Question

Find two consecutive odd positive integers, sum of whose squares is 290.

Answer 1

Hint: In this problem, first we will formulate the problem and after that we will solve it using the quadratic formula $\dfrac{-b\pm \sqrt{{{b}^{2}}-4ac}}{2a}$ to get the two consecutive odd positive integers.

Complete step-by-step answer:

We know that if $n$ is an odd positive integer, then $n+2$ is the next consecutive odd positive integer.

For example, let $n=3$ then $n+2=5$ is the next consecutive odd positive integer.

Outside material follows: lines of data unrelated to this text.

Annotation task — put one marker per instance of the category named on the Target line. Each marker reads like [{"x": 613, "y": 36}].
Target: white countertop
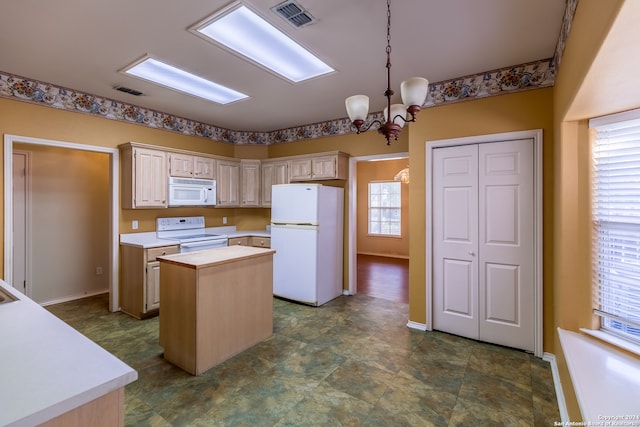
[
  {"x": 606, "y": 380},
  {"x": 48, "y": 368},
  {"x": 150, "y": 239}
]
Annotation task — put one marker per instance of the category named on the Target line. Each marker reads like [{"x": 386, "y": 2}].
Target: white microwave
[{"x": 192, "y": 192}]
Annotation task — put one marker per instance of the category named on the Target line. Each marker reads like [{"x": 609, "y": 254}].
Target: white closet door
[
  {"x": 483, "y": 281},
  {"x": 455, "y": 239},
  {"x": 506, "y": 281}
]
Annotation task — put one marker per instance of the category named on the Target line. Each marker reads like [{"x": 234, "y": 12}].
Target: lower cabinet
[
  {"x": 258, "y": 242},
  {"x": 140, "y": 281}
]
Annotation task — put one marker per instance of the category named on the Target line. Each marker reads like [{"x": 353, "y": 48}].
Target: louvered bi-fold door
[{"x": 483, "y": 242}]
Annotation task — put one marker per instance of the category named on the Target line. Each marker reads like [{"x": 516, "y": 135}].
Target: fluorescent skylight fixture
[
  {"x": 244, "y": 32},
  {"x": 174, "y": 78}
]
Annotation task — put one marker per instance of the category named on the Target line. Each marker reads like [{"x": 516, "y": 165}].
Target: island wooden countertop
[{"x": 215, "y": 256}]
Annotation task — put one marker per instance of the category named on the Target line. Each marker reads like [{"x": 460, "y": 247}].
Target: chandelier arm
[{"x": 362, "y": 128}]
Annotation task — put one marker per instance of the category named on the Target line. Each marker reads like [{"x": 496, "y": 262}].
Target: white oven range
[{"x": 190, "y": 233}]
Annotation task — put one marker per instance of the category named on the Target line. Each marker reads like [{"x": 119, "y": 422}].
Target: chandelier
[{"x": 413, "y": 92}]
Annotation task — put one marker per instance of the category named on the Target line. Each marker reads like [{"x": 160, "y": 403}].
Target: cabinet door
[
  {"x": 181, "y": 165},
  {"x": 228, "y": 183},
  {"x": 323, "y": 167},
  {"x": 300, "y": 169},
  {"x": 250, "y": 183},
  {"x": 272, "y": 174},
  {"x": 203, "y": 167},
  {"x": 260, "y": 242},
  {"x": 150, "y": 178},
  {"x": 241, "y": 241},
  {"x": 152, "y": 287}
]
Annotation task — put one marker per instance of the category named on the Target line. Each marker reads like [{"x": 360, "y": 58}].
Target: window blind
[{"x": 616, "y": 223}]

In this question let $n$ be the first odd positive integer and $n+2$ be the next consecutive positive odd integer.

Then according to the question, it is given that the sum of the squares of the two consecutive odd positive integers is 290. This can be formulated as follows:

$\Rightarrow {{n}^{2}}+{{(n+2)}^{2}}=290.......(i)$

On simplifying equation (i) we get it as,

$\begin{align}

  & \Rightarrow {{n}^{2}}+({{n}^{2}}+4n+4)=290 \\

 & \Rightarrow 2{{n}^{2}}+4n+4=290 \\

 & \Rightarrow 2{{n}^{2}}+4n+(4-290)=0 \\

 & \Rightarrow 2{{n}^{2}}+4n-286=0.......(ii) \\

\end{align}$

Equation (ii) is of the form $a{{x}^{2}}+bx+c=0$ where $a\ne 0$,$a,b,c\in R$ is called a quadratic equation with real coefficients. Here, $x$ can be solved using the quadratic formula $\dfrac{-b\pm \sqrt{{{b}^{2}}-4ac}}{2a}$.

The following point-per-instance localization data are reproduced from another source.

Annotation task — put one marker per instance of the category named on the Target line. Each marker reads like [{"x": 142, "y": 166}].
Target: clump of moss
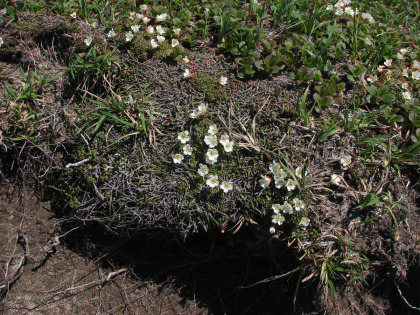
[{"x": 208, "y": 84}]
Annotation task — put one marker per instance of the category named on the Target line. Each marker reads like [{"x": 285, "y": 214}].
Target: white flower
[
  {"x": 276, "y": 208},
  {"x": 299, "y": 171},
  {"x": 275, "y": 167},
  {"x": 278, "y": 219},
  {"x": 153, "y": 43},
  {"x": 287, "y": 208},
  {"x": 304, "y": 222},
  {"x": 280, "y": 182},
  {"x": 345, "y": 160},
  {"x": 202, "y": 108},
  {"x": 211, "y": 140},
  {"x": 335, "y": 179},
  {"x": 187, "y": 149},
  {"x": 184, "y": 136},
  {"x": 194, "y": 114},
  {"x": 203, "y": 170},
  {"x": 150, "y": 30},
  {"x": 224, "y": 139},
  {"x": 128, "y": 36},
  {"x": 88, "y": 41},
  {"x": 299, "y": 204},
  {"x": 290, "y": 184},
  {"x": 229, "y": 146},
  {"x": 178, "y": 158},
  {"x": 160, "y": 30},
  {"x": 226, "y": 186},
  {"x": 212, "y": 181},
  {"x": 407, "y": 95},
  {"x": 265, "y": 181},
  {"x": 186, "y": 74},
  {"x": 213, "y": 129},
  {"x": 212, "y": 155},
  {"x": 135, "y": 28},
  {"x": 111, "y": 34},
  {"x": 161, "y": 17},
  {"x": 174, "y": 42}
]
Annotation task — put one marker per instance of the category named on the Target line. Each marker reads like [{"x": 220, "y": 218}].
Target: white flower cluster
[
  {"x": 280, "y": 177},
  {"x": 211, "y": 155}
]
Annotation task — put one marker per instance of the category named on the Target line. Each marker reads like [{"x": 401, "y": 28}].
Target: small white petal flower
[
  {"x": 160, "y": 30},
  {"x": 174, "y": 42},
  {"x": 88, "y": 41},
  {"x": 212, "y": 155},
  {"x": 407, "y": 95},
  {"x": 276, "y": 208},
  {"x": 287, "y": 208},
  {"x": 178, "y": 158},
  {"x": 129, "y": 36},
  {"x": 111, "y": 33},
  {"x": 135, "y": 28},
  {"x": 187, "y": 149},
  {"x": 279, "y": 182},
  {"x": 184, "y": 136},
  {"x": 224, "y": 139},
  {"x": 278, "y": 219},
  {"x": 212, "y": 181},
  {"x": 304, "y": 222},
  {"x": 335, "y": 179},
  {"x": 213, "y": 130},
  {"x": 345, "y": 160},
  {"x": 265, "y": 181},
  {"x": 161, "y": 17},
  {"x": 226, "y": 186},
  {"x": 203, "y": 170},
  {"x": 153, "y": 43},
  {"x": 150, "y": 30},
  {"x": 229, "y": 146},
  {"x": 202, "y": 108},
  {"x": 211, "y": 140},
  {"x": 290, "y": 184},
  {"x": 299, "y": 204}
]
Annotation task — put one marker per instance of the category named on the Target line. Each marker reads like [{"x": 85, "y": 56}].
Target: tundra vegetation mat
[{"x": 242, "y": 156}]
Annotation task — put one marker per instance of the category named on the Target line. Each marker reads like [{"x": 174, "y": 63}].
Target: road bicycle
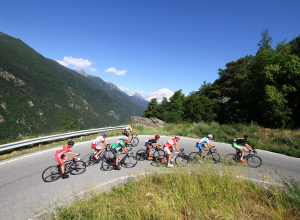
[
  {"x": 156, "y": 154},
  {"x": 109, "y": 161},
  {"x": 90, "y": 159},
  {"x": 134, "y": 141},
  {"x": 73, "y": 167},
  {"x": 180, "y": 159},
  {"x": 210, "y": 156},
  {"x": 252, "y": 159}
]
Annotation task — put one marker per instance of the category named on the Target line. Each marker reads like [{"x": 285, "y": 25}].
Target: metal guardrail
[{"x": 56, "y": 137}]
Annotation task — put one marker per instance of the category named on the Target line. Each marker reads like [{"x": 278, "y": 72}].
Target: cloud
[
  {"x": 117, "y": 72},
  {"x": 77, "y": 63},
  {"x": 123, "y": 88},
  {"x": 93, "y": 69}
]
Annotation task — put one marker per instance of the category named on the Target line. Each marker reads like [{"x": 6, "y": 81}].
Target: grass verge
[{"x": 195, "y": 192}]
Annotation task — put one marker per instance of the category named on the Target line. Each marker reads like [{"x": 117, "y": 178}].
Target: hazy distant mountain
[
  {"x": 137, "y": 99},
  {"x": 159, "y": 95},
  {"x": 41, "y": 96}
]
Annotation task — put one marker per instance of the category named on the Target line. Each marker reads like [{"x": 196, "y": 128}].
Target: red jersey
[
  {"x": 62, "y": 150},
  {"x": 170, "y": 143}
]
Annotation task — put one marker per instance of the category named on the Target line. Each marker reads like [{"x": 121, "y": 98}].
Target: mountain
[
  {"x": 40, "y": 96},
  {"x": 137, "y": 99},
  {"x": 159, "y": 95}
]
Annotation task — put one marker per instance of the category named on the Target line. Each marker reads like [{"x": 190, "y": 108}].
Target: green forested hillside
[
  {"x": 38, "y": 95},
  {"x": 263, "y": 89}
]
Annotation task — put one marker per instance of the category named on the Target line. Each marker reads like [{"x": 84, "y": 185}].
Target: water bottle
[{"x": 172, "y": 158}]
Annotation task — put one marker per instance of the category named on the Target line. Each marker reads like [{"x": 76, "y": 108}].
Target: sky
[{"x": 147, "y": 45}]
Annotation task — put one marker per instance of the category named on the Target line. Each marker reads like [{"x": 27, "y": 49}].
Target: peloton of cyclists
[
  {"x": 117, "y": 148},
  {"x": 239, "y": 148},
  {"x": 96, "y": 144},
  {"x": 61, "y": 158},
  {"x": 168, "y": 148},
  {"x": 149, "y": 143},
  {"x": 126, "y": 131},
  {"x": 201, "y": 144}
]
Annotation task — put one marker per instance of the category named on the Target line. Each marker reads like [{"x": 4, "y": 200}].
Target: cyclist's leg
[
  {"x": 200, "y": 147},
  {"x": 243, "y": 153},
  {"x": 167, "y": 154},
  {"x": 100, "y": 149},
  {"x": 61, "y": 161},
  {"x": 149, "y": 148},
  {"x": 239, "y": 149}
]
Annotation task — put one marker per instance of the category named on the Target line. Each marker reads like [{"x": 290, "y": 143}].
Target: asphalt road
[{"x": 24, "y": 194}]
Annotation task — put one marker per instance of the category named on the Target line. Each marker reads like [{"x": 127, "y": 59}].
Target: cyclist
[
  {"x": 149, "y": 143},
  {"x": 168, "y": 148},
  {"x": 96, "y": 144},
  {"x": 201, "y": 144},
  {"x": 117, "y": 148},
  {"x": 239, "y": 148},
  {"x": 128, "y": 129},
  {"x": 61, "y": 158}
]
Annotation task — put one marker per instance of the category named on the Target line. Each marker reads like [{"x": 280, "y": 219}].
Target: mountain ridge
[{"x": 39, "y": 95}]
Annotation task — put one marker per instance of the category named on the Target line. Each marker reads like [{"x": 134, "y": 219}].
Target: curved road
[{"x": 24, "y": 195}]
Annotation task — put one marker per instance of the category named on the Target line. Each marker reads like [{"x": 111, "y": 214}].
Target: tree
[
  {"x": 265, "y": 42},
  {"x": 69, "y": 124}
]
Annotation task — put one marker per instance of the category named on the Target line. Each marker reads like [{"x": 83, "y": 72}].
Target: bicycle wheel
[
  {"x": 182, "y": 160},
  {"x": 212, "y": 157},
  {"x": 254, "y": 161},
  {"x": 129, "y": 161},
  {"x": 90, "y": 160},
  {"x": 134, "y": 142},
  {"x": 230, "y": 159},
  {"x": 51, "y": 174},
  {"x": 158, "y": 155},
  {"x": 141, "y": 155},
  {"x": 77, "y": 167},
  {"x": 108, "y": 161},
  {"x": 195, "y": 157}
]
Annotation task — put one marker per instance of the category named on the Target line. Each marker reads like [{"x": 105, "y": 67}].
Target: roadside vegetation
[
  {"x": 281, "y": 141},
  {"x": 194, "y": 192}
]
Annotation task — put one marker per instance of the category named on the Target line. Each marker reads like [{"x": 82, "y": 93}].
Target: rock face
[{"x": 147, "y": 121}]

$\therefore $ in this problem equation (ii) can be solved using the quadratic formula to get the value of $n$.

$\Rightarrow n=\dfrac{-b\pm \sqrt{{{b}^{2}}-4ac}}{2a}........(iii)$

According to equation (iii) we will have two solutions for $n$.

First solution, using $n=\dfrac{-b+\sqrt{{{b}^{2}}-4ac}}{2a}$,

$\begin{align}

  & \Rightarrow n=\dfrac{-4+\sqrt{{{4}^{2}}-(4\times 2\times -286)}}{2\times 2} \\

 & \Rightarrow n=\dfrac{-4+\sqrt{{{4}^{2}}-(-2288)}}{4} \\

\end{align}$

$\begin{align}

  & \Rightarrow n=\dfrac{-4+\sqrt{16+2288}}{4} \\

 & \Rightarrow n=\dfrac{-4+\sqrt{2304}}{4} \\

 & \Rightarrow n=\dfrac{-4+48}{4} \\

 & \Rightarrow n=\dfrac{44}{4} \\

 & \Rightarrow n=11........(iv) \\

\end{align}$

Second solution, using $\dfrac{-b-\sqrt{{{b}^{2}}-4ac}}{2a}$,

$\begin{align}

  & \Rightarrow n=\dfrac{-4-\sqrt{{{4}^{2}}-(4\times 2\times -286)}}{2\times 2} \\

 & \Rightarrow n=\dfrac{-4-\sqrt{{{4}^{2}}-(-2288)}}{4} \\

 & \Rightarrow n=\dfrac{-4+\sqrt{16+2288}}{4} \\

 & \Rightarrow n=\dfrac{-4-\sqrt{2304}}{4} \\

 & \Rightarrow n=\dfrac{-4-48}{4} \\

 & \Rightarrow n=\dfrac{-52}{4} \\

 & \Rightarrow n=-13........(v) \\

\end{align}$

Here, $n=11$ and $n=-13$ are the roots or solutions of the equation (ii).

From (iv) and (v) we observe that, according to (v) $n=-13$ cannot be accepted as a solution because it is not a positive odd integer.

$\therefore n=11$ is the solution.

Hence, the two consecutive odd integers are as follows:

$\begin{align}

  & \Rightarrow n=11 \\

 & \Rightarrow n+2=13 \\

\end{align}$

To check the above answer let us take the squares and add,

$\begin{align}

  & \Rightarrow {{11}^{2}}+{{13}^{2}}=121+169 \\

 & \Rightarrow 290 \\

\end{align}$

Hence, the two consecutive odd positive integers whose sum of squares is 290 are 11 and 13.

Note: In this problem the main idea is about knowing that two consecutive numbers are represented as n and n+2 and also about the usage of quadratic formulas to solve the quadratic equation.